Em Lisboa, no Campo de Santana, cercada de montes de flores, de velas acesas e de placas de mármore gravadas com agradecimentos e homenagens (ex-votos), frente à Faculdade de Medicina está implantada a estátua do Dr. Sousa Martins. Perto, localiza-se o quiosque da D. Orlanda, florista cabo-verdiana e popular leitora de palmas de mão.
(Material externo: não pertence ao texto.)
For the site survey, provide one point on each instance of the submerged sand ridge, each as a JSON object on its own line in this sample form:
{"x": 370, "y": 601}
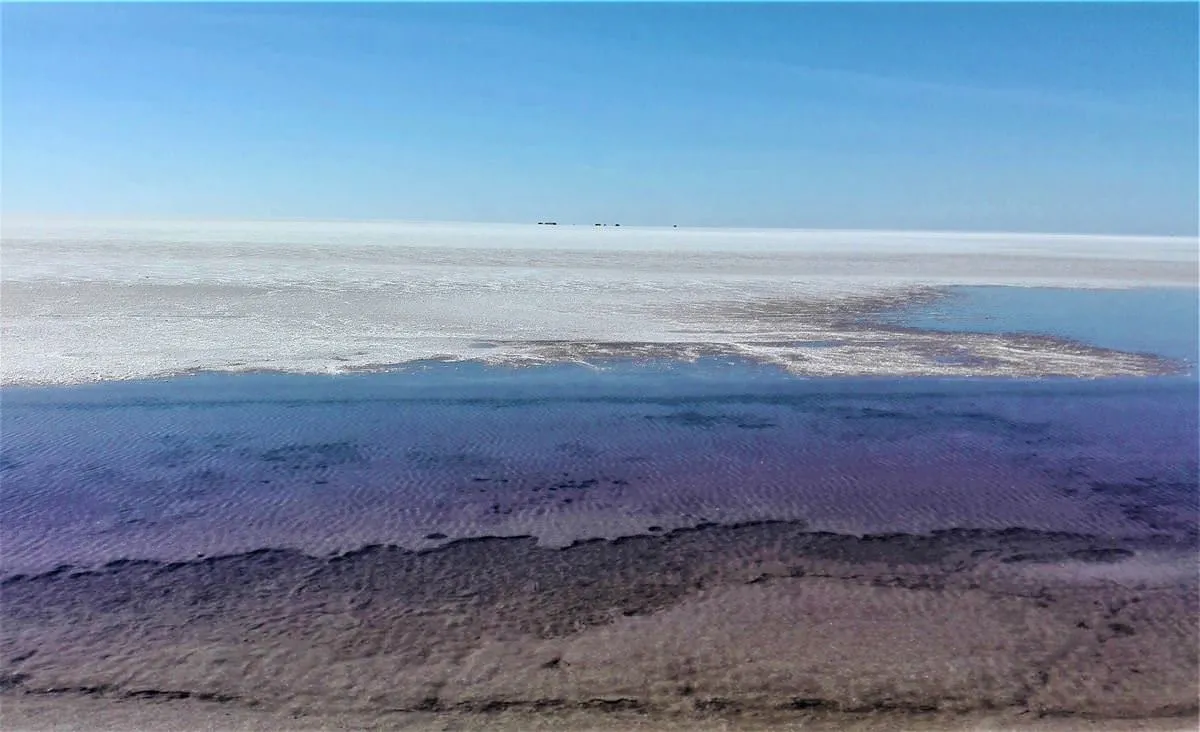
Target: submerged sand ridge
{"x": 765, "y": 618}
Todos os dias ela deposita um ramalhete junto aos pés da estátua. Provoco:
– Mas que gentileza é essa, ó D. Orlanda? Olhe que esse aí nem sequer era preto…
Devolve:
– Ele é preto, ele é branco, ele é tudo, ele é santo.
Fico atordoado: passado mais de um século, o médico Sousa Martins continua a cativar devotos? Sinto-me envolvido pela sua história, sugado pela sua vida, arpoado pelo culto popular que lhe é prestado em Lisboa (Campo de Santana), em Alhandra e na cidade da Guarda. Culto aliás abjurado pela Igreja Católica, porque tinha sido espírita e suicida antes que a tuberculose o apagasse. Papa. bispos e cardeais não ligaram para as centenas e centenas de pacientes que ele amparou e salvou, principalmente desprotegidos.
Torno ao Campo de Santana. Aponto a estátua e outra vez meto conversa com a florista cabo-verdiana:
– D. Orlanda, esse aí já não é santo.
Ela benze-se e eu continuo:
– Tenha calma! Não é, mas foi. Há cem anos ele foi santo e dos grandes. É essa a homenagem que lhe presto.